With my clients who have difficulty in expressing their physical sensations I start slow. If touch is safe for them, I may place my hand on their foot and ask how it feels to have my hand there. Is there pressure or heat; coolness or something else? I may ask what happens to that feeling when I take my hand off or compare it with the other foot. And so on. If touch is not safe, I may ask the client to notice their foot as it touches the floor or how their hand feels as it rests on their thigh and go from there. Eventually, as safety increases, we focus more inward.
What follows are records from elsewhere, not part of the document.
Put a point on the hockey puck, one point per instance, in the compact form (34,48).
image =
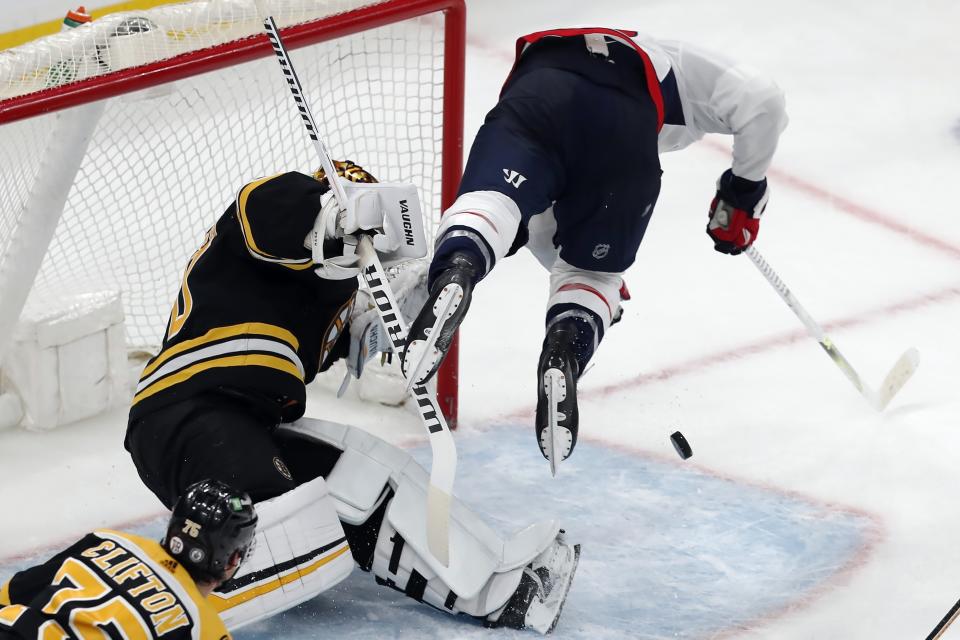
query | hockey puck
(681,445)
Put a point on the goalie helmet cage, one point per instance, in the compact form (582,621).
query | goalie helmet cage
(123,140)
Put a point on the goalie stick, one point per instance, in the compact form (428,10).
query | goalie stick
(947,620)
(905,366)
(444,464)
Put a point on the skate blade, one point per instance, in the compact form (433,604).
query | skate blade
(555,387)
(424,353)
(544,616)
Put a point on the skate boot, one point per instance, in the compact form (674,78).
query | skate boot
(543,589)
(557,416)
(432,331)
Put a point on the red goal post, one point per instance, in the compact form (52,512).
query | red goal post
(116,155)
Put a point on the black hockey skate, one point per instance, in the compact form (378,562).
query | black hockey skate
(557,415)
(432,331)
(543,589)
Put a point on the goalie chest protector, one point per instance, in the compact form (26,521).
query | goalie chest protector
(251,315)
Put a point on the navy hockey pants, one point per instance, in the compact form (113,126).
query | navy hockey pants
(556,138)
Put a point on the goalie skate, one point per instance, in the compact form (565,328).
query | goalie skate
(432,331)
(538,601)
(557,415)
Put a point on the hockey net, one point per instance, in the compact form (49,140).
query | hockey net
(149,122)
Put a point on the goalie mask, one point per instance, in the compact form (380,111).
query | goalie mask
(211,521)
(345,169)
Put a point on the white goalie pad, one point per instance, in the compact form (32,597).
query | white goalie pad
(484,567)
(300,550)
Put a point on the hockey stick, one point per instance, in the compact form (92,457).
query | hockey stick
(444,465)
(948,619)
(895,378)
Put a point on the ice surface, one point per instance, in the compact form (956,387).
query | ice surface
(668,551)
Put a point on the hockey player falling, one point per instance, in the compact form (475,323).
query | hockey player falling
(253,323)
(567,164)
(121,585)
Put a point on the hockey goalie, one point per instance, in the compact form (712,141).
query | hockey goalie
(269,300)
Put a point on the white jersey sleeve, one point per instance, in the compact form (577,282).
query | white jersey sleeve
(719,95)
Learning the language of the body reminds me of French class way back when in grade eight. Our first dialogue was Bonjour Guy, ça va? Ca va bien, merci. Et toi? Those first few words became the foundation (if not the fodder of silly jokes) for learning French—words I have never forgotten and ones I always end up reverting back to when I try to converse some four decades later. It doesn’t mean I became fluent (I certainly did not) but it does give me a measure of safety. I know how to begin a conversation in French and that gives me some reassurance. The same goes for our body. We need a beginning, a few tools to build a foundation, a way to say hi and find out how we are doing to begin the process.
Trusting one’s body increases one’s sense of safety. The more one feels safe the more they trust. This trust extends outside the body. We cannot trust life until we trust ourselves, and that begins with knowing how we feel inside.